An Australian has played both: His report:

Dear Mr Friedland,
First, thanks very much for sharing your wisdom on this excellent site.
In light of a recent post concerning the Reform Boehms of Wurlitzer the following details and personal experience may be of interest to your readers.
I switched to Reform Boehms after playing on Buffets – R13 S1 RC and Festival models – over a span of 25 years.

The Wurlitzers, in common with the bespoke instruments of other German makers, are engineered to a very high standard. The keywork, in finish and fit, is superior to any mass-produced French Boehm clarinet I’ve seen – as it should be, considering the cost of these instruments. They’re built for eternity.

The “improvements” are (on the Wurlitzer model !85):
1. A split function register key/throat Bb mechanism. This helps give a better pinch Bb (I still use resonance fingerings), but a more important benefit is that the register tube can be smaller and positioned so that MOST of the the 12ths are a better in tune than on the French clarinets I’ve played. This mechanism is totally reliable.
2. A beautiful-sounding fork Bb fingering, as well as all the usual options for this note on the French Boehm.
3. A very good F#-G# trill (Carmen!) without the articulated mechanism.
4. A mechanism for fixing the rh middle finger B, F#, D# 12ths – the high D# is not flat.

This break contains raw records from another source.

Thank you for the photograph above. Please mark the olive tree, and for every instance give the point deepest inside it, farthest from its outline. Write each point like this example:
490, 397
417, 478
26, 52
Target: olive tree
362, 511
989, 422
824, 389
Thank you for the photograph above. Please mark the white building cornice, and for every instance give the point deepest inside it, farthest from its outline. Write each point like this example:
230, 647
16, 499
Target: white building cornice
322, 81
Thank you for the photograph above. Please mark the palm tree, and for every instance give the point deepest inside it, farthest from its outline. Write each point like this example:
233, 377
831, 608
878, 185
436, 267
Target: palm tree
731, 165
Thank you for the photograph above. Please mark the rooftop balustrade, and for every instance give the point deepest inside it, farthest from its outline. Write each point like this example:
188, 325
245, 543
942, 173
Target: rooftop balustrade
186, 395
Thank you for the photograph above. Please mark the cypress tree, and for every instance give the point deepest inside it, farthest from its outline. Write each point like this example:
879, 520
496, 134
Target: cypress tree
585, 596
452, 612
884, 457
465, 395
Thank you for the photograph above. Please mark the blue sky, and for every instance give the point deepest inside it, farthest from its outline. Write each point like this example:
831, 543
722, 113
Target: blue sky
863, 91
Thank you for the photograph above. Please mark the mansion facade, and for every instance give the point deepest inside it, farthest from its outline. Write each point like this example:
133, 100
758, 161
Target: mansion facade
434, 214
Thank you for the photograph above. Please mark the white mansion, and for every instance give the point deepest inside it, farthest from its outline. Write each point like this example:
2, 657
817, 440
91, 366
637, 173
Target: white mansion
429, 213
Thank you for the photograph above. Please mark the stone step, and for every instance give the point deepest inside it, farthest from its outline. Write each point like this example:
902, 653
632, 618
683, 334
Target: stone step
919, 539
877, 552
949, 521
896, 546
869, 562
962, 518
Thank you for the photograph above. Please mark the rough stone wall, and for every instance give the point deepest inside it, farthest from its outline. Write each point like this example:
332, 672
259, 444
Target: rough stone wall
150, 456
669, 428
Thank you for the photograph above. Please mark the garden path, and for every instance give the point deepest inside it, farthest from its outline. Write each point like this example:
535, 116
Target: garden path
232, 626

But it’s swings and roundabouts. In the Wurlitzer you have an instrument which is mechanically more complex (and heavier); you sacrifice the very simple, elegant French Boehm design design for what could be considered minimal “improvement”. As I said, it’s swings and roundabouts.

The Reforms have quirks of their own. Most of the 12ths are better in tune; some are not by a long shot and require a great deal of correction. For instance, on my “A” clarinet B, C, and C# at the top of the clarion are very sharp, which is a nuisance, but you learn to adjust.

One benefit over the French Boehms I’ve played is that it’s easier to play wide intervals smoothly on the Reform. It’s also possible to really blow ff without the sound becoming harsh. The altissimo is easier (the F/F# are not flat) and has a more ‘covered’ quality. It’s the bore design I suppose. However, I find the Reform is a bit less flexible than a good French Boehm (a harsh fortissimo could be a quality you want sometimes). Maybe that’s the price you pay for the Reform’s stability. Swings and roundabouts again.
Tonally, with the Reforms your ‘default’ position is German. The instruments tend to sound more focused; more of a laser beam sound, as someone once described it. But it’s where you take the sound from that default position that counts.

After some hard work getting the measure of the Wurlies and German mps and reeds, I played them in orchestra. A very fine clarinetist who didn’t know I’d switched from Buffets was in the audience for a performance of Beethoven 8 and I forget what else. He told me later that I sounded ‘like myself’ but thought I’d had a very good reed on…

As the old saying goes, “’tain’t the gun, it’s the gunner”.
K.Sydney, Australia

Dear K: Thank you so much for your wonderful “reform Boehm” response.
I, and I’m sure every reader will appreciate your candor.
As I see, and as they shall, it seems to be “six of one”, etc.